Best known as the child vampire in "Interview With the Vampire" and for her roles in lightweight teen movies, Kirsten Dunst made a successful leap into a more adult role in "Crazy/Beautiful." Although basically a contemporary variation of "Rebel Without a Cause," "Crazy/Beautiful" benefits immensely from Dunst's stirring performance as a wealthy liberal politician's messed-up daughter who falls for a Latino schoolmate (Jay Hernandez). Dunst is a revelation as a sympathetic loser, drifting along in a sensual haze, pulled this way and that by desire and need.

Reclaiming the Comedy Genre

Most American comedies of the past two decades have revolved around men and catapulted their leads into stardom--Robin Williams, Eddie Murphy, Jim Carrey and Mike Myers, to name a few. In 2001, however, for the first time in years, the genre was defined by female-centered comedies: the British-made "Bridget Jones's Diary" with Renee Zellweger as its single, neurotic heroine, and "Legally Blonde," which reaffirmed Reese Witherspoon's status as a first-rate comedian.

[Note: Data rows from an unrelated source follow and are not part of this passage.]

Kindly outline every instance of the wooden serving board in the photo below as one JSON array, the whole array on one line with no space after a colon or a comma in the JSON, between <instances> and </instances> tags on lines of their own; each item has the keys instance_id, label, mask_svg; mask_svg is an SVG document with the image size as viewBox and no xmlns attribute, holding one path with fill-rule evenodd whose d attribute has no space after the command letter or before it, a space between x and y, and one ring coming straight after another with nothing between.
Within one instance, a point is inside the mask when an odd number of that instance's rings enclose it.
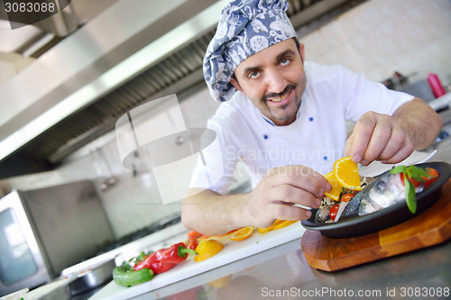
<instances>
[{"instance_id":1,"label":"wooden serving board","mask_svg":"<svg viewBox=\"0 0 451 300\"><path fill-rule=\"evenodd\" d=\"M438 200L422 214L400 224L367 235L332 239L308 230L300 248L308 264L336 271L441 243L451 237L451 179Z\"/></svg>"}]
</instances>

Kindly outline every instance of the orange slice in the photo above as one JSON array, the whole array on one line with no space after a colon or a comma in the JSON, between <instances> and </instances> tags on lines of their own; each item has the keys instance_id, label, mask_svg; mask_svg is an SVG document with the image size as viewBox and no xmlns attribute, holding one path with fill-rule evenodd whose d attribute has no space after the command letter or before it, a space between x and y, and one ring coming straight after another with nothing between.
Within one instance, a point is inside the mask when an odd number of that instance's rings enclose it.
<instances>
[{"instance_id":1,"label":"orange slice","mask_svg":"<svg viewBox=\"0 0 451 300\"><path fill-rule=\"evenodd\" d=\"M272 230L272 228L274 226L276 226L277 224L282 223L283 222L284 222L283 220L276 220L276 221L274 221L272 225L271 225L270 227L265 227L265 228L259 227L259 228L257 228L257 231L259 232L259 233L269 232Z\"/></svg>"},{"instance_id":2,"label":"orange slice","mask_svg":"<svg viewBox=\"0 0 451 300\"><path fill-rule=\"evenodd\" d=\"M253 226L243 227L239 231L235 232L231 236L232 241L244 241L251 236L253 232Z\"/></svg>"},{"instance_id":3,"label":"orange slice","mask_svg":"<svg viewBox=\"0 0 451 300\"><path fill-rule=\"evenodd\" d=\"M354 191L360 191L359 168L351 157L336 160L334 164L334 175L336 181L343 186Z\"/></svg>"},{"instance_id":4,"label":"orange slice","mask_svg":"<svg viewBox=\"0 0 451 300\"><path fill-rule=\"evenodd\" d=\"M278 229L281 229L281 228L283 228L283 227L287 227L287 226L290 226L295 223L297 223L299 221L290 221L290 220L286 220L286 221L283 221L282 223L275 225L274 227L272 227L272 230L273 231L276 231Z\"/></svg>"},{"instance_id":5,"label":"orange slice","mask_svg":"<svg viewBox=\"0 0 451 300\"><path fill-rule=\"evenodd\" d=\"M326 174L324 177L332 185L330 192L324 192L324 195L332 200L338 200L340 198L341 191L343 190L343 186L340 185L338 180L336 180L334 171Z\"/></svg>"}]
</instances>

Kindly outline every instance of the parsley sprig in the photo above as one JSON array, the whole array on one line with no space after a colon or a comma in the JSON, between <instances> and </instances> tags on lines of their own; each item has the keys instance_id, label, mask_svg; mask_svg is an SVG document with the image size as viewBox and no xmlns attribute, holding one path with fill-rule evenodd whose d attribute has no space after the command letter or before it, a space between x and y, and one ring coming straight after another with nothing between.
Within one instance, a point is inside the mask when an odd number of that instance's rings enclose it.
<instances>
[{"instance_id":1,"label":"parsley sprig","mask_svg":"<svg viewBox=\"0 0 451 300\"><path fill-rule=\"evenodd\" d=\"M407 207L410 213L415 214L417 211L417 194L415 193L415 186L413 186L412 183L409 181L408 178L413 178L417 181L424 182L423 177L428 179L431 176L423 168L416 166L398 166L391 168L390 173L402 173L402 176L404 177L404 186L406 186Z\"/></svg>"}]
</instances>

Zellweger didn't rely on a fat suit to play the chubby protagonist of "Bridget Jones's Diary," a gimmick that Julia Roberts ("America's Sweethearts") and Gwyneth Paltrow ("Shallow Hal") opted for. Like her male peers (Russell Crowe in "The Insider," for example), Zellweger went the old-fashioned way, gaining 20 pounds by eating pizza. Much publicity was accorded the fact that an American--and a Texan at that--was chosen to portray the popular English heroine, but Zellweger proved she was perfectly cast as the awkward yet endearing "singleton" who goes from one humiliating experience to another. Drawing on her reserves of humility and vulnerability, Zellweger played a real woman with real flaws.

Slick and winsome, "Legally Blonde" was a logical follow-up to Witherspoon's previous vehicle, "Election" (1999), in which she played an obnoxiously ambitious high schooler. In "Legally Blonde" she's a smart but ditzy blond who goes to Harvard Law School to win back her snobbish boyfriend and, in the process, gains a new identity. Witherspoon's high comic style harks back to Hollywood of yesteryear: With the right roles, Witherspoon could become the Carole Lombard or Judy Holliday of her generation.